Le temps était gris et triste en ce dimanche 9 novembre 1879. Comme souvent dans le
Queyras, la période de Toussaint avait été très agréable dans la magnificence des mélèzes
qui offrent selon l'altitude un festival de teintes d'automne allant du plus bel or jusqu'au vert sombre et à la neige près des sommets.
Les habitants du hameau de Gaudissard étaient allés à la messe à Molines, la messe se
terminait lorsqu'on vint prévenir qu'il y avait le feu à Gaudissard. Tous partirent de l'église et coupant à travers champs rejoignirent le vieux sentier qui part du centre de Molines pour rejoindre Gaudissard. Toutes les fois que j'emprunte ce sentier, qui existe toujours, j'imagine l'angoisse et sans doute l'affolement des habitants rejoignant en courant leurs habitations, sachant très bien que le feu dans un hameau était redoutable, difficile à combattre, et capable de détruire en quelques heures des dizaines de maisons.
J'ai pu retrouver aux archives à Gap le procès-verbal des gendarmes qui, prévenus à 11 h
45 ce dimanche 9 Novembre 1879, étaient arrivés sur les lieux à 14 heures.
Ce 9 novembre 1879, le feu s'était déclaré à 11 heures du matin dans la grange du
nommé Bellon André, alors qu'ils étaient à la messe et en l'absence de toute autre personne dans la maison. Le dit Bellon avait, en sortant, laissé le poêle allumé. Le poêle
communiquait avec une cheminée en fonte qui longe le grenier à foin et duquel elle n'était séparée que par des planches probablement pleines de goudron, qui a fait explosion presque en même temps que le feu a été aperçu. Ainsi qu'il résulte des déclarations de Mr Bellon Chaffrey, de son fils et de Suzanne Bellon, épouse Martin qui se sont trouvés les premiers sur les lieux du sinistre.

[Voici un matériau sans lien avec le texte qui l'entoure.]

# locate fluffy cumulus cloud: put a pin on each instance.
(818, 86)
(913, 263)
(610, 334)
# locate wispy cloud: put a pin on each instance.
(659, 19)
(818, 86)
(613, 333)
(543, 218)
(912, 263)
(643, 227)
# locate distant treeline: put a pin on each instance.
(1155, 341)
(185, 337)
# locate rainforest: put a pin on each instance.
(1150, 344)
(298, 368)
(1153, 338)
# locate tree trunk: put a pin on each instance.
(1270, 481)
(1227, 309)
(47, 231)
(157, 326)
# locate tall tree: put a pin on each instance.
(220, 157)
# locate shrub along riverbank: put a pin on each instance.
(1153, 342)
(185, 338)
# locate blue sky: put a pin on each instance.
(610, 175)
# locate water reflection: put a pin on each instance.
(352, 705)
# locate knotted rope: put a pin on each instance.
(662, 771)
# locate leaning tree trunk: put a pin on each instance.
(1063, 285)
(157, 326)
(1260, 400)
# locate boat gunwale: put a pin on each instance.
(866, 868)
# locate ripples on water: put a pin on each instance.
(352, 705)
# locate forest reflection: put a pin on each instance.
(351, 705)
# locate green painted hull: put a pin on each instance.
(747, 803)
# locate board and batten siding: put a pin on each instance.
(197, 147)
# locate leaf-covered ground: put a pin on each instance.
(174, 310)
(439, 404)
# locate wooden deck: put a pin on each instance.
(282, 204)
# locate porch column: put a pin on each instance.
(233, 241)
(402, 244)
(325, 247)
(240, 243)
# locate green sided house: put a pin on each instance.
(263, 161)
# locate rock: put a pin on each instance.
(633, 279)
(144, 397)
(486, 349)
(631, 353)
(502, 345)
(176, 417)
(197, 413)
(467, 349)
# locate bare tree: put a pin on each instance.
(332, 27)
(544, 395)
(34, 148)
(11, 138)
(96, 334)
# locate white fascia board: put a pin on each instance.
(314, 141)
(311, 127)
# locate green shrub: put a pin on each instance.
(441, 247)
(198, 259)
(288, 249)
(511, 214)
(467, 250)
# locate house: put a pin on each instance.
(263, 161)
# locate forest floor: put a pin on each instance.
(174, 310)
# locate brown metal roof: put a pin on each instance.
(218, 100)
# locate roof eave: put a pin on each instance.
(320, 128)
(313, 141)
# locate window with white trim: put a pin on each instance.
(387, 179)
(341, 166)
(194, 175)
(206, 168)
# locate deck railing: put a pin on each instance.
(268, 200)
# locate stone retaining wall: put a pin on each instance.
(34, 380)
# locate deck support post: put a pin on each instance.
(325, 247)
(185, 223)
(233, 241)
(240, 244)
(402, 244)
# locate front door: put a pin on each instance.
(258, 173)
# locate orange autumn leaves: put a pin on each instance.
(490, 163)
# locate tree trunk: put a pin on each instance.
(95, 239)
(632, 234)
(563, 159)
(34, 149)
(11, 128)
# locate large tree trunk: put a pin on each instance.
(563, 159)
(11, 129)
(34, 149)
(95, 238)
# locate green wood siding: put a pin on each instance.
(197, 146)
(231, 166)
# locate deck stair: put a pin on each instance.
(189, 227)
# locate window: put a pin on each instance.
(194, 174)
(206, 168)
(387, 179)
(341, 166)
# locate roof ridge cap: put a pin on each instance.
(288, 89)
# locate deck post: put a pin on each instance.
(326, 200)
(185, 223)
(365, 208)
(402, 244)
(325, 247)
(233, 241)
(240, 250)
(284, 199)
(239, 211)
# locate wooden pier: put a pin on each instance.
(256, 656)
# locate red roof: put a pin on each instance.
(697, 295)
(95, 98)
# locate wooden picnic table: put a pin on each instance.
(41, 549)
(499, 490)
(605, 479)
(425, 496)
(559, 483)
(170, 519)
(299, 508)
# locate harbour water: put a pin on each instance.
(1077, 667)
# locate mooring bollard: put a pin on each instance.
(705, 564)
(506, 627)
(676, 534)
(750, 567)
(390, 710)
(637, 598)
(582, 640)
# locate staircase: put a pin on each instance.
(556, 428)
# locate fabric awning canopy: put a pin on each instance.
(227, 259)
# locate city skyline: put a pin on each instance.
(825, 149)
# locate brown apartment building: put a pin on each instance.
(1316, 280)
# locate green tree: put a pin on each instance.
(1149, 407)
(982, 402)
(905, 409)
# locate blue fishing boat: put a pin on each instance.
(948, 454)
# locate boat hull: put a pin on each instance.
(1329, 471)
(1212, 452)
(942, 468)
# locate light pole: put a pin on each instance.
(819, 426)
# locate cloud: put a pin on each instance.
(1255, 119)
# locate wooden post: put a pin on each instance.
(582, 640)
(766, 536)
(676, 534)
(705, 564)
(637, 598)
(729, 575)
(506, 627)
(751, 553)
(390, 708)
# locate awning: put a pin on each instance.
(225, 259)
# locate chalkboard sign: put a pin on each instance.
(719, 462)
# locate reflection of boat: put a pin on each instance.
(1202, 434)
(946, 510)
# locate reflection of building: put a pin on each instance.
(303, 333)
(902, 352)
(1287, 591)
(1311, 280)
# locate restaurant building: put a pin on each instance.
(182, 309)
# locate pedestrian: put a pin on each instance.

L'eau ayant manqué au commencement de cet incendie, la flamme poussée par le vent
délogeait les travailleurs et atteignait successivement les maisons voisines auxquelles le feu se communiquait aussitôt. Les progrès de l'incendie n'ont pu être arrêtés que lorsque le canal d'irrigation qui passe au-dessus du hameau a pu être rétabli et que les pompes à
incendie de Saint Véran, Château Ville vieille, Aiguilles et celles de la garnison de Fort
Queyras ont été rendues sur les lieux.
À minuit tout danger avait disparu mais ce n'est que le 11 novembre au matin que le feu était complètement éteint.
Aucun des incendiés ne se connaît d'ennemi et chacun s'accorde à dire que cet incendie est purement accidentel.
En foi de quoi nous avons dressé le présent en triple exemplaire : le premier adressé à Mr. le procureur de la république, le deuxième à Mr. le sous-préfet et le troisième à notre
capitaine en conformité de l'article 495 du décret du 1 mars 1854.
Fait à château Queyras les jours, mois et ans que dessus.
Signé Félizat, Lamy, Lagier. »
Ce sont quatorze maisons qui avaient été la proie des flammes, la plus grande partie du
mobilier, linge, foin, paille, seigle, farine, fromages, un cochon et de la volaille avaient été
consumés. La perte approximative était estimée à l'époque à 57 000 F et rien n'était assuré.
Une aide sera cependant apportée aux sinistrés grâce à un fonds créé à partir d'un legs du sénateur Ladoucette, et ils auront le droit de couper du bois en forêt pour reconstruire. Onze familles avaient pratiquement tout perdu, ce qui n'avait pas été brûlé fut entreposé dans les
maisons du hameau qui avaient été épargnées par l'incendie, ce fut le cas de notre maison,
située plus bas dans le hameau, maison importante appartenant à Jean Martin où vint
s'installer Etienne Bellon et sa famille... La plupart des ruines ne furent pas relevées et le
hameau de Gaudissard fut peu à peu abandonné.
Le 14 juin 1905 un nouvel incendie porta le coup de grâce, quatre maisons furent détruites.
La fuste de notre maison fut sans doute incendiée partiellement, mais la maison résista ou put être protégée, en raison des pièces voûtées du caset.
Pendant les 60 années qui suivirent, les ruines des maisons de Gaudissard s'écroulèrent
peu à peu, et quand, en 1962, je visitai ce hameau, il ne restait que trois bâtiments debout, dont un seul était habité par un émigré Italien Giovanni Poet, qui vivait là avec son cheval et sa chèvre, et qui faisait le débardage de bois. Les deux autres maisons, en partie ruinées, allaient être restaurées: la Maison de Gaudissard et notre maison : La Fuste.